Monday, December 12, 2011

What Would a "Real Biblical" Christmas Look Like?

This is what I'm thinking about today.

What would it really look like?

This is the season, you know, much like Easter, where we Christians pull out our attitudes and platitudes.  We're really great at putting on the charity and grace.  We pull out all the right lingo and phrases, you know, "reason for the season" and all.

But I've been thinking.  And wondering.

It began with the fat man in red.  You know, Santa.

There is an endless debate of can you be a Christian and still have Santa or if you're a "real" Christian then your kids know the "truth" of Santa right up front or maybe you're a super Christian and you don't even have Santa as part of your traditions.

I got to thinking about this over the last few days.  Santa. Lying.  Christmas.

Christmas, American Christmas in the suburbs is about a lot of things.  We have the Christian layer with it's hymns and advents and charity.  We have our Bible stories and church services.

There is the layer of Christmas that is gifting and parties and holiday cards.  There are movies and TV specials and secular songs and stories.

There is the layer of fantasy and magic.  Flying reindeer, a single man who knows if every child is naughty or nice-aren't all kids both?  Snowmen come to life.  Elves.  Heat Meiser.  Jack Frost.

There is the layer of music.  We have the holy music.  The hymns.  They feel holy.  We have the "classic" Christmas songs.  We have the new favorites.  A huge chunk of them are a little raunchy though, a bit of a party endorsement.  A cue to indulge.

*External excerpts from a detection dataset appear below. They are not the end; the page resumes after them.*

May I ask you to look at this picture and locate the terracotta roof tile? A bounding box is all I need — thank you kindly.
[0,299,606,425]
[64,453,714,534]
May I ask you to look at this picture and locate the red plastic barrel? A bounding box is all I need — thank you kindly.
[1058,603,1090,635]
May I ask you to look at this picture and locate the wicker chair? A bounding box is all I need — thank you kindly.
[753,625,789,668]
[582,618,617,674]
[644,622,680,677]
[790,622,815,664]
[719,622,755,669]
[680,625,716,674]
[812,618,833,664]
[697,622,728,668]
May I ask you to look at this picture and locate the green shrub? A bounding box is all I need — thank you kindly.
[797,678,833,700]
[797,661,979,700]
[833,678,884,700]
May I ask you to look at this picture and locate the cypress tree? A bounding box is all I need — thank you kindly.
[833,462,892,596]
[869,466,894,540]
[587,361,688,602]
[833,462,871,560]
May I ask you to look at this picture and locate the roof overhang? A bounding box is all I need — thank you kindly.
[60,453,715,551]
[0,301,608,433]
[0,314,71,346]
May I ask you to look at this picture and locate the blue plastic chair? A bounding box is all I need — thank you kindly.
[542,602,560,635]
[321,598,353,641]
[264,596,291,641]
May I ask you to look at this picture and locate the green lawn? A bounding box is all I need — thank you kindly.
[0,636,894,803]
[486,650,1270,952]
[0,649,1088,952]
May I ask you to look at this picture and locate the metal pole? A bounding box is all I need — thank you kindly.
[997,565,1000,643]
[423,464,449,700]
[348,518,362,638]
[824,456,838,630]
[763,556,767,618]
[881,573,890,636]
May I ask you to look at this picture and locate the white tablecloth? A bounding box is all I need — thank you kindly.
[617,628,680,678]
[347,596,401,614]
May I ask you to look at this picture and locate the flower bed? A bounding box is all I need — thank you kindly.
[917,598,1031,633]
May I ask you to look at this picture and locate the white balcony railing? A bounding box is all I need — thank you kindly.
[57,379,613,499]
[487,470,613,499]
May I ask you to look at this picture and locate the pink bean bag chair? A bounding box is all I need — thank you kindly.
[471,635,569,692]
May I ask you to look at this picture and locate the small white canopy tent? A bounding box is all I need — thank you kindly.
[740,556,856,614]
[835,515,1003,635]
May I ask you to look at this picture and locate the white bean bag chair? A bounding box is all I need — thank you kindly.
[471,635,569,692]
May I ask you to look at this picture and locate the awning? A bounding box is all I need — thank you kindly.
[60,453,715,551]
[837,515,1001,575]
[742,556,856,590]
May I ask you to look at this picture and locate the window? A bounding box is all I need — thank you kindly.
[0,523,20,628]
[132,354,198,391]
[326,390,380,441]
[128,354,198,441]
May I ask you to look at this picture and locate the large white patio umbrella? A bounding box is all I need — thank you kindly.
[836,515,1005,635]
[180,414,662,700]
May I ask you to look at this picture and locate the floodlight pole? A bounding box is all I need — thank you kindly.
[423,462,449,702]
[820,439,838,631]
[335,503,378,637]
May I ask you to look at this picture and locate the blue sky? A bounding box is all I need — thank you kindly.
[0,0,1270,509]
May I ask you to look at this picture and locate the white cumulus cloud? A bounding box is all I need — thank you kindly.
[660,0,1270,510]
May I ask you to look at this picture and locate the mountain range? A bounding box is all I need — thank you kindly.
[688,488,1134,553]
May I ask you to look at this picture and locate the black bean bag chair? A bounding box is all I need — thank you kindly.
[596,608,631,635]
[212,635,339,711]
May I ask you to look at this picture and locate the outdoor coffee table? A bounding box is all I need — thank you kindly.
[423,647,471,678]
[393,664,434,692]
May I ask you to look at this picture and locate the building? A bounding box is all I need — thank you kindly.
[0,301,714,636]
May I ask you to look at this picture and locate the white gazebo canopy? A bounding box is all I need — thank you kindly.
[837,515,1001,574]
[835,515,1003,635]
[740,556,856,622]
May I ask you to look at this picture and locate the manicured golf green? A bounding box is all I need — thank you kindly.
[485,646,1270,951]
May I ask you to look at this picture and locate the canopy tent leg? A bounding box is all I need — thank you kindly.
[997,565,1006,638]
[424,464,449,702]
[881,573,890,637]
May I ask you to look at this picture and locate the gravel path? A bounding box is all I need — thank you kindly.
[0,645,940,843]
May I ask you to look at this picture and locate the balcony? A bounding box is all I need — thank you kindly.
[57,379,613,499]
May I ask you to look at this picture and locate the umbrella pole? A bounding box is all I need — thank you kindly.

So on to indulgence.  Gifts galore.  Over the top.  Out of the budget.  Food.  Feasting really.  And the choices?  All the rich, sweet, decadent foods.  The delights, the rare, the special.  Drinks.

So what does our Bible say about it all?

I haven't read anything about lawn decor or theme trees in my Bible.  I didn't find a favorite cookie list or best gifts for the season list.  I didn't see anything about elves or snowmen or Santa.

I'm not being a giant cosmic kill joy, even though I loath holidays.

I'm just wondering.

I'm wondering what it would be like.

A real Christian Biblical Christmas.

I don't believe that God wants us to not have Christmas, to not have joy and fellowship with our friends and families.  I don't believe that God wants us to not feast together or give gifts or sing songs.

But I wonder.

I really wonder.

If you could somehow drop Bible life into present modern day American Christmas, what would it look like?

Would we still have light up deer in our snow banks in our front yards?  Would we still sing of chestnuts and silent nights and Santa Baby?  Stockings?  Candy canes?  Spiked egg nog and tickets to the Christmas church services that blast your ear drums and give you seizures with their strobe light?

Would we still just be giving our change in the bucket at the sound of the bell and saying how now we know, "those aren't just empty words on a page"?

What would it really look like?

What do you think?  What would a real Biblical Christian Christmas look like?

Would there, could there even be such a thing?


Angie said...

lol. Your blog leaves a lot to ponder. I love that you posted a question. To answer it, I would say that it would be filled with lots of love.

rufers54 said...

Copied from Margo Fieseler Minstries

First Corinthians 13, Christmas Version

If I decorate my house perfectly with plaid bows, strands of twinkling lights and shiny balls, but do not show love to my family, I'm just another decorator. If I slave away in the kitchen, baking dozens of Christmas cookies, preparing gourmet meals and arranging a beautifully adorned table at mealtime, but do not show love to my family, I'm just another cook. If I work at the soup kitchen, carol in the nursing home and give all that I have to charity, but do not show love to my family, it profits me nothing. If I trim the spruce with shimmering angels and crocheted snowflakes, attend a myriad of holiday parties and sing in the choir's cantata but do not focus on Christ, I have missed the point.

Love stops the cooking to hug the child.

Love sets aside the decorating to kiss the husband.

Love is kind, though harried and tired.

Love doesn't envy another's home that has coordinated Christmas china and table linens.

Love doesn't yell at the kids to get out of the way, but is thankful they are there to be in the way.

Love doesn't give only to those who are able to give in return but rejoices in giving to those who can't.

Love bears all things, believes all things, hopes all things, endures all things. Love never fails.

Video games will break, pearl necklaces will be lost, golf clubs will rust. But giving the gift of love will endure.